Dancers On Tour: Pittsburgh in Tel Aviv, Day II

November 28, 2001

Pittsburgh Ballet Theatre is currently on tour in Israel to perform in the 25th anniversary of Karmiel Dance Festival.

Principal dancer Alexandra Kochis is guest blogging about the experience for
Pointe.

 

Our second day in Israel dawned sunny and beautiful. After breakfast, most of the company hit the beach to enjoy the bathwater warm Mediterranean waters. With the many domes and minarets adorning the horizon, it’s such a different beach vista than I’m used to. Afterwards, it was time to travel to Karmiel, the site of the festival, to take class and rehearse. I always find the trips to destinations almost as much fun as the destinations themselves when you’re in a new country.

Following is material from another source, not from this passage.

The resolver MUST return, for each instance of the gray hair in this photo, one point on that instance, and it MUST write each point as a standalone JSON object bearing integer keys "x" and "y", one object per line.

At times the hillsides of northern Israel reminded me a lot of the Northern California landscape, perhaps with a few more olive trees. The festival site was bustling with many different types of music broadcast over the speakers. There is quite a vibe of excitement buzzing around this quiet little town in anticipation of the festival. It felt good to stretch the muscles after all that traveling.

 

After rehearsal, the company ventured out to see some of the local sites. We had the bus drop us near the center of the “Old Town” of Acre and wandered around the maze of stone streets and alleyways. It was quite magical—the sun was beginning to set over a beautifully tranquil Mediterranean Sea and as we started the walk along the parapets of the ancient fortress walls we could hear the Muslim evening call to pray echo off the stone walls and archways of the ancient city. Never, in all my travels, have I truly felt like I was someplace so different from my everyday existence.  

 

We ate at one of the various restaurants lining the harbor. The fresh, flavorful cuisine was a crowdpleaser: ceviche, shrimp with saffron and artichokes and fluffy pillows of potato gnocci in porcini mushroom sauce. The area thrives late into the night with even families coming out hours past sunset. It’s on trips like these that you realize how different we all are and yet how the similar—in the pulse of a drum beat, in a child’s squeal of excitement as he jumps over an ocean wave and in a shared experience beyond words and conveyed by a smile.